Why ask Y?

Pilot fish gets a message from someone else in IT, telling fish to give Fred access to the Y: drive -- which isn't actually a very useful request.

"We have a lot of different sets of mapped drives, and no two are the same," says fish. "I find Fred and ask him where exactly he needs this Y: drive to go. He says he has no idea, but that he needs access to some schedule that Barney creates and uses."

So fish goes hunting for Barney to ask him where that file is so fish can create the Y: drive shortcut for Fred.

Turns out Barney isn't in, and it's already 15 minutes past when fish is supposed to leave. He asks Fred if this can be taken care of Monday. Sure, Fred says.

Fish emails Barney asking him about the schedule file and where it's located so he'll have the information on Monday to create the shortcut.

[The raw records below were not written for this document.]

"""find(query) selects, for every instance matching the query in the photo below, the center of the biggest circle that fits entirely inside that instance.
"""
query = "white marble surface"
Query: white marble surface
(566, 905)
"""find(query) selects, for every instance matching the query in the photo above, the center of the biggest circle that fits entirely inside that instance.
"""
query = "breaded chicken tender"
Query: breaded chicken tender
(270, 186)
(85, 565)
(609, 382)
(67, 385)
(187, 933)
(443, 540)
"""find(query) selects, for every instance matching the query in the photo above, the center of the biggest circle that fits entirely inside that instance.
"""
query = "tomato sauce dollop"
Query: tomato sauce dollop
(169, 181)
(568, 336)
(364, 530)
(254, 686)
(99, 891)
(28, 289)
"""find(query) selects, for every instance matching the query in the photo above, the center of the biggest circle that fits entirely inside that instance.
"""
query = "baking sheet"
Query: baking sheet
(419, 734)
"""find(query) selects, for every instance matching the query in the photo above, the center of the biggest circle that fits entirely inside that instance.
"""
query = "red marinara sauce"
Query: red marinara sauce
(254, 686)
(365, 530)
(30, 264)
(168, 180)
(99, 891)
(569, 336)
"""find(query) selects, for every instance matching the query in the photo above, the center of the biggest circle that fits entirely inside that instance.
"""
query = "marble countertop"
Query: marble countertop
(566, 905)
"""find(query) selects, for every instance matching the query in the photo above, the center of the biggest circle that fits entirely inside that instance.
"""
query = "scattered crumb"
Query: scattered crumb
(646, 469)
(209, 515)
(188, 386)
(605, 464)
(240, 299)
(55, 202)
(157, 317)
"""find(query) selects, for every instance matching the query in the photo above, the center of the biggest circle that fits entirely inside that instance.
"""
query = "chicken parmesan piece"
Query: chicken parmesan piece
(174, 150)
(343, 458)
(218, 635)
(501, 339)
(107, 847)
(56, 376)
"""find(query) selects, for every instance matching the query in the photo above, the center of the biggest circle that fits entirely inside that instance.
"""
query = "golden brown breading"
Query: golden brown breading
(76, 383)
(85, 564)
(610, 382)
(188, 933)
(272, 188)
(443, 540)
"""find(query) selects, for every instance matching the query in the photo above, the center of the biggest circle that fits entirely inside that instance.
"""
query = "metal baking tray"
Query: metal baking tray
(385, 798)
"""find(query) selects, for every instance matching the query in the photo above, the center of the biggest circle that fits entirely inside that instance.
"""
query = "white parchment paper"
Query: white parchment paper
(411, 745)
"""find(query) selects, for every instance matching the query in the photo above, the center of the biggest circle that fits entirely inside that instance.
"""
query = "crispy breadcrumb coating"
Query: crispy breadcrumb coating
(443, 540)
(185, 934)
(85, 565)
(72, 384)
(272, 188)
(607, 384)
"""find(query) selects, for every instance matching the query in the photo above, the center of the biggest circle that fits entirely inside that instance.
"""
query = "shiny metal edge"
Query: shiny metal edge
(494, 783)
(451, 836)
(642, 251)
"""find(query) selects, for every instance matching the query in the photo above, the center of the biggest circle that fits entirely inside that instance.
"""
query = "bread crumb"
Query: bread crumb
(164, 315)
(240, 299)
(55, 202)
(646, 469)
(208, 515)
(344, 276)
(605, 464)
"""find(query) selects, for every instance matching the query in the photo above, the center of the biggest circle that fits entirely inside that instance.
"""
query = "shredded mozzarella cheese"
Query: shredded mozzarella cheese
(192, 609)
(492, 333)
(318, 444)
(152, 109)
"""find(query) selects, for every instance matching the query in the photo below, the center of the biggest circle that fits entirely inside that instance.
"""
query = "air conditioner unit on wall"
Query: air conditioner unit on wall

Then he leaves for the weekend.

On Monday morning, fish gets in expecting the information from Barney so he can create the Y: drive shortcut. But there's no email from him. OK, shrugs fish, maybe it's one of those requests that ends up not being needed.

"About two hours into the day, I get a reply from Barney with only one question: 'Is this done yet?'" fish reports.

"Over the next few emails it becomes clear that because he had talked to a different person in IT -- not even the same one who gave me the request initially -- he assumed that this was going to be fixed without anyone knowing where the Y: drive shortcut needed to go!"